Herrera says in a conversation, “as I was rewriting El Bordo Mine Fire, or turning the dissertation [1] into this narrative, and I was so worried about being faithful to the sources and being faithful to the language that existed in these documents. That demanded a lot of precision, but also, a lot of limiting of myself. So, at the same time, I started writing these stories in which I would, yes, do whatever I wanted to do, and it was a good balance.” Ten Planets, then, is not the obverse of A Silent Fury: The El Bordo Mine Fire, the obverse of non-fiction, or realism, or a tragic accounting, but its complement. “For me,” Herrera says, “science fiction and fantasy are synonymous with literature” (not as a subgenre, as he goes on to say, but as an activity and a practice), “—with writing—because this is how I started writing as a kid,” (and as the childhood play of discovering the frisson of imagining new worlds). Herrera refuses to formally separate the two works as two differing styles or kinds of writing, seeing realism and science fiction as doing the same imagining, only that science fiction does the imagining more explicitly.
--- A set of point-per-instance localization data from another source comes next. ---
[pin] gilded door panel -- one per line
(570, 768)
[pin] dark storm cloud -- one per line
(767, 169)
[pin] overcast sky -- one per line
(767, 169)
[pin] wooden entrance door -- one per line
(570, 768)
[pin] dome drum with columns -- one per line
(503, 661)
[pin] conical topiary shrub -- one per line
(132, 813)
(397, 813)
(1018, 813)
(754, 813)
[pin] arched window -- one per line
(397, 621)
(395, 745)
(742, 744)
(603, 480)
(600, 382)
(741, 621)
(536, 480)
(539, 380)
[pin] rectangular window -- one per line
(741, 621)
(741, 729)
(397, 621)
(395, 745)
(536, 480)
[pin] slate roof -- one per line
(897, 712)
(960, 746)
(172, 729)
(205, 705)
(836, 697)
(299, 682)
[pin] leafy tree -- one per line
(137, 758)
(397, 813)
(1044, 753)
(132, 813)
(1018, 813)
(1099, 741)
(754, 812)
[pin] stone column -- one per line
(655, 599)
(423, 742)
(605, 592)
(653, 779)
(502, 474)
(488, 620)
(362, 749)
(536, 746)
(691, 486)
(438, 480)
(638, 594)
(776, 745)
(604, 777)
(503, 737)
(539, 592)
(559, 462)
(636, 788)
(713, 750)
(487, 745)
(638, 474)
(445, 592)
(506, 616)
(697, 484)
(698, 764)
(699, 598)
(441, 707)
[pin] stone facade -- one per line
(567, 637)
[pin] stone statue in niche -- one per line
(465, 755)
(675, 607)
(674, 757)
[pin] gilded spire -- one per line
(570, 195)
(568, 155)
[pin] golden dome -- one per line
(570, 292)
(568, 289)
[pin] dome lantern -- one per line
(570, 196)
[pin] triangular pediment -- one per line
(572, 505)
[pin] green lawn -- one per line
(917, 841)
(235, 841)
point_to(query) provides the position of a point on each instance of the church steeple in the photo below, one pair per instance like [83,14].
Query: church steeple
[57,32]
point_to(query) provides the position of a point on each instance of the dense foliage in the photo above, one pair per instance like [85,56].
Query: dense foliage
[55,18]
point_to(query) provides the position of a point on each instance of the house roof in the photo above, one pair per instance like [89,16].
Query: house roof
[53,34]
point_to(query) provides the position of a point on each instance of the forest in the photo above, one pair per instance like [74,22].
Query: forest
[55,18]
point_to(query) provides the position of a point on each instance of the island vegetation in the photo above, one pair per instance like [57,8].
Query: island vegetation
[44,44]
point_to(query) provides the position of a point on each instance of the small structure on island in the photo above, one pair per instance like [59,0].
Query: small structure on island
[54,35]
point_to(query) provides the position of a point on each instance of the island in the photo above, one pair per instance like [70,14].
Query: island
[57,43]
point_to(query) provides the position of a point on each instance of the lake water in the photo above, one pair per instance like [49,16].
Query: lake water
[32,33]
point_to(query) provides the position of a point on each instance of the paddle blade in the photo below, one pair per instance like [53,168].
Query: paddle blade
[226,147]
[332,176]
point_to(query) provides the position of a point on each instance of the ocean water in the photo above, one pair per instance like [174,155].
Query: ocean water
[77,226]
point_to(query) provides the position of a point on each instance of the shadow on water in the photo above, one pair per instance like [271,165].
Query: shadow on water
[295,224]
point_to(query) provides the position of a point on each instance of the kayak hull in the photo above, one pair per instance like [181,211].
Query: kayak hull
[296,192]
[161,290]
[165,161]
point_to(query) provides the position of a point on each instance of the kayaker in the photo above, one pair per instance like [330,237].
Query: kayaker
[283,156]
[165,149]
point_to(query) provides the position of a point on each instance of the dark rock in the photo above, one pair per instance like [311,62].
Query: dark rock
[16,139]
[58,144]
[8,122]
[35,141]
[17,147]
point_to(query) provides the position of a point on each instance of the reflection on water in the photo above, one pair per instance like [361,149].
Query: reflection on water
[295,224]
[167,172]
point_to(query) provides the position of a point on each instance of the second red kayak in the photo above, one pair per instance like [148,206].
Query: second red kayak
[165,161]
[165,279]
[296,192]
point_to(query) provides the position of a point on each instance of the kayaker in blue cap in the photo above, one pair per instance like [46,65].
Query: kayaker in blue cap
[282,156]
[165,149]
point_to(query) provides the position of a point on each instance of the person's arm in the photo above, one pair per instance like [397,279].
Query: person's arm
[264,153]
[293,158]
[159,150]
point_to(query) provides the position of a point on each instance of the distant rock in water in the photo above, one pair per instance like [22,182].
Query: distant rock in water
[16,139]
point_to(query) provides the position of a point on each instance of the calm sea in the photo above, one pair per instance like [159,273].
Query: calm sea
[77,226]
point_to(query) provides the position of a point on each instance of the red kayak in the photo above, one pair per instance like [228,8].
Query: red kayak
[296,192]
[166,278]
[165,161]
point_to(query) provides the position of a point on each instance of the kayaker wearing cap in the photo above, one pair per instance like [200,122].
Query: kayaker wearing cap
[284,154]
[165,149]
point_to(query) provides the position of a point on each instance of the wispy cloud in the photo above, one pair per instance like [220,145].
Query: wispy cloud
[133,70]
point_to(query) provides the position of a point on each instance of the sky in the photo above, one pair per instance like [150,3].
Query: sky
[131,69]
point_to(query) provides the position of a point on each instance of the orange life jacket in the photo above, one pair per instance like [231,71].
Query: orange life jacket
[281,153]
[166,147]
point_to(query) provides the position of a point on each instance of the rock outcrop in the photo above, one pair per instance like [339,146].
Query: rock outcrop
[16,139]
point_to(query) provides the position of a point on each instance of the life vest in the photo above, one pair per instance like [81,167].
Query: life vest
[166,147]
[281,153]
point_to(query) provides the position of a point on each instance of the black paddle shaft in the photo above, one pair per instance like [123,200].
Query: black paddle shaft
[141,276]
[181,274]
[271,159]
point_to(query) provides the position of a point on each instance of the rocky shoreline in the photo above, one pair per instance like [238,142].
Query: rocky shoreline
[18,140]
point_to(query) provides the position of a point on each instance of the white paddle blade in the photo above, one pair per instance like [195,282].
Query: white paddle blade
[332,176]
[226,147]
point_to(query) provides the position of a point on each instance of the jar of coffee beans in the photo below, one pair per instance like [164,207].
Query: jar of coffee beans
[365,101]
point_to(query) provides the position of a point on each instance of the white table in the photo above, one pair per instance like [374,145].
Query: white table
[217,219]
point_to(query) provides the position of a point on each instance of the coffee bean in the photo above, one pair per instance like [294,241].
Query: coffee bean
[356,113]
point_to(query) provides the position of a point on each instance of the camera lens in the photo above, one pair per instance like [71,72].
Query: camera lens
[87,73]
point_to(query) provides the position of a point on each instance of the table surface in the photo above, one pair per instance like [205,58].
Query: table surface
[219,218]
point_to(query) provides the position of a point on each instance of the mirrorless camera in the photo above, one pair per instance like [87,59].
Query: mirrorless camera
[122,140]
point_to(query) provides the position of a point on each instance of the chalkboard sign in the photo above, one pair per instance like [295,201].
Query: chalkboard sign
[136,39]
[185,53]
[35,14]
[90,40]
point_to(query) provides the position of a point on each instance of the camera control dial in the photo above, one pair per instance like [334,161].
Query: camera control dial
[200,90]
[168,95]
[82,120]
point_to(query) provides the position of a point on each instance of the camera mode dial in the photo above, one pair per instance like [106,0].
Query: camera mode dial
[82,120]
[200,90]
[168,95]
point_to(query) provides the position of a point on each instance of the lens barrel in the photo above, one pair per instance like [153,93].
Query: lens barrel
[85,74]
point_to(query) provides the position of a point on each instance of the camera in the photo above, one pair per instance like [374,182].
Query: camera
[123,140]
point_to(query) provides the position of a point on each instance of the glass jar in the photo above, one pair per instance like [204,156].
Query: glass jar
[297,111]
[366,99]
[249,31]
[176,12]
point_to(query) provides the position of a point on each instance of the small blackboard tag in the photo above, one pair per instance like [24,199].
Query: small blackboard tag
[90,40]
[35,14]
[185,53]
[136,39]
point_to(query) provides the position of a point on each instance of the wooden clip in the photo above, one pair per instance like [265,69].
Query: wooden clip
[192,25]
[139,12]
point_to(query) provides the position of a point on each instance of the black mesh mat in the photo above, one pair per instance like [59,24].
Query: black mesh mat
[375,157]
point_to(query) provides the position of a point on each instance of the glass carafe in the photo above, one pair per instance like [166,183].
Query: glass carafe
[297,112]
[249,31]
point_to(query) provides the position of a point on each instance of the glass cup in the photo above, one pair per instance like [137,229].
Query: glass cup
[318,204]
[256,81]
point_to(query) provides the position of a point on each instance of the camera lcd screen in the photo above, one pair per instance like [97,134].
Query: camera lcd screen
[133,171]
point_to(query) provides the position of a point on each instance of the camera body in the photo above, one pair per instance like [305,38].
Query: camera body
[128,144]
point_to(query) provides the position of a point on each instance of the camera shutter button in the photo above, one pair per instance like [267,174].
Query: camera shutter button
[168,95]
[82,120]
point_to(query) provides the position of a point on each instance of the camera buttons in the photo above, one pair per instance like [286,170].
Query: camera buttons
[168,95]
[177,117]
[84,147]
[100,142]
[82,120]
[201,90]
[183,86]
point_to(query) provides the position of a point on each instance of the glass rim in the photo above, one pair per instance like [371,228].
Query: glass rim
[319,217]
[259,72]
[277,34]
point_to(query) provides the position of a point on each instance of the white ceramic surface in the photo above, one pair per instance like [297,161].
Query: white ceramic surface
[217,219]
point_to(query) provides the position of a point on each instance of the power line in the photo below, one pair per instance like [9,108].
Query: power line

The practice of imagining and of writing, for Herrera, takes place in tandem, and the emphasis on imagination is part of a tradition he pays homage to: the Latin American avant-garde, particularly authors like Jorge Luis Borges, Julio Cortazar, Juan Rulfo, and Jose Donoso, reliving a particular relationship to surrealism and the dream-like “marvellous” that Andre Breton championed. [2] Herrera quotes, alludes, and mediates their works. “Consolidation of Spirits,” a short narrative about a bureaucrat (named Bartleby) maintaining accounts on a planet of ghosts brings Melville’s refusenik into conversation with Rulfo’s ghost town in Pedro Paramo; “The House Taken Over” rewrites Cortazar’s short story of the same name, filling it with sentient smart technology that adapts to the occupants best interests, deciding for them till the last horrific minute; the one-page short “Living Muscle,” with its texture of a planet of flesh, recalls the sealed-off creature of The Obscene Bird of Night, as does the brutal story of artistic creation through torture in “Art Monster”; least obliquely, “Zorg, Author of the Quixote” riffs of Borges’s Pierre Menard, author of yet another Quixote—except Zorg’s sexuality is central to his writing. These are not surrealism’s outtakes, nor Breton’s sense in which writing is “receptacles of so many echoes,” but a conscious rewriting of science fiction tropes into surrealism’s canon. This, too, is tradition—insofar as it confounds distinctions between high and low cultures, bringing artificial intelligence, portal magic, space operas, detective stories and other genre contraptions into its bulbous body. This is Herrera’s architectural style, which takes the strange and symbolic to make science fiction stranger than itself. You’d think that a narrative about a spaceship couldn’t efficiently be about desire as a perpetually moving machine, replete with an energy-producing bicycle and rough sex, but for Herrera it is.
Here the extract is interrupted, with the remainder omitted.